21. The video / audio recording / reproducing apparatus according to claim 20, wherein the thumbnail generation means detects a difference value between pictures constituting a scene and selects a picture having the difference value equal to or smaller than a predetermined threshold as a thumbnail image. .

21. The video / audio recording / reproducing according to claim 20, wherein the thumbnail generation means includes metadata storage means for generating address information of a picture corresponding to the generated thumbnail image as thumbnail information and storing the thumbnail information. apparatus.

21. The video / audio recording / reproducing apparatus according to claim 20, wherein the scene boundary extracting means detects a scene boundary based on a scene change detection result.

21. The video / audio recording / reproducing apparatus according to claim 20, wherein the scene boundary extraction unit detects a scene boundary based on a change in frequency distribution of the audio data.

21. The video / audio recording / reproducing apparatus according to claim 20, wherein the scene boundary extraction unit detects a scene boundary based on data superimposed on the video information.

21. The video / audio recording / reproducing apparatus according to claim 20, wherein when an inappropriate thumbnail image is generated, the thumbnail generation unit generates a thumbnail image different from the thumbnail image.

Record video information,
Extracting scene boundaries from the video information;
Generate entry information to access the extracted scene boundary,
Select a picture that represents the scene divided by the extracted scene boundary to generate a thumbnail image,
Display the generated thumbnail image,
A process of playing a scene corresponding to a thumbnail arbitrarily selected from the displayed thumbnail images;
A video / audio recording / reproducing method, wherein a picture after a predetermined period from a scene boundary is selected as a thumbnail image.

28. The video / audio recording / reproducing method according to claim 27, wherein a difference value between pictures constituting a scene is detected, and a picture having the difference value equal to or less than a predetermined threshold is selected as a thumbnail image.

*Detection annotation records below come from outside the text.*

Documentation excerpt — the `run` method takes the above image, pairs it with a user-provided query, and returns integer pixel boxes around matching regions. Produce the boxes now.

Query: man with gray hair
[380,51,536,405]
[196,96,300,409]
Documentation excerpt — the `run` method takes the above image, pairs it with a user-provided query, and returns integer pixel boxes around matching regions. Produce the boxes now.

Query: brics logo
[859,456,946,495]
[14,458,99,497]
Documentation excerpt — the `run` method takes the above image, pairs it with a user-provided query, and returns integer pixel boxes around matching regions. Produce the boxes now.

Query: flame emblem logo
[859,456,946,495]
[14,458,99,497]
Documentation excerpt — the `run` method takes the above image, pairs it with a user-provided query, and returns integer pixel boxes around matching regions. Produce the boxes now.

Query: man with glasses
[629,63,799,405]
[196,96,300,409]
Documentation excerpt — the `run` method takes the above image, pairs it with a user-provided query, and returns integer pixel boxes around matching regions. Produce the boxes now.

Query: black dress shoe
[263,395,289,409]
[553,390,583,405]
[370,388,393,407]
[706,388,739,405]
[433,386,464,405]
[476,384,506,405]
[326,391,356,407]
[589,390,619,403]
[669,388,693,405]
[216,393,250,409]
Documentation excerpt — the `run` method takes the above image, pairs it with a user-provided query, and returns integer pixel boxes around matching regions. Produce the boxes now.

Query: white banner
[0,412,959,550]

28. The video / audio recording / reproducing method according to claim 27, wherein address information of a picture corresponding to the generated thumbnail image is stored as thumbnail information.

28. The video / audio recording / reproducing method according to claim 27, wherein a scene boundary is detected based on a detection result of the scene change.

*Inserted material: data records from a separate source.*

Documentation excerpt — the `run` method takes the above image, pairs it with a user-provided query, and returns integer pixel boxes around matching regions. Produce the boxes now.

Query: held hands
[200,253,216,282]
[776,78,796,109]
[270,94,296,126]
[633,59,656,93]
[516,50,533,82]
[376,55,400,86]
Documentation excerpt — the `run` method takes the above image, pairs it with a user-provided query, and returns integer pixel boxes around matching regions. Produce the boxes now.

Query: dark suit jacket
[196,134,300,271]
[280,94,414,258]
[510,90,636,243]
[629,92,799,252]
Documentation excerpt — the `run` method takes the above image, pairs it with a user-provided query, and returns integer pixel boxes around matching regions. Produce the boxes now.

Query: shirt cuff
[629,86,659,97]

28. The video / audio recording / reproducing method according to claim 27, wherein a scene boundary is detected based on a change in frequency distribution of the audio data.

28. The video / audio recording / reproducing method according to claim 27, wherein a scene boundary is detected based on data superimposed on the video information.

28. The video / audio recording / reproducing method according to claim 27, wherein when an inappropriate thumbnail image is generated, a thumbnail image different from the thumbnail image is generated.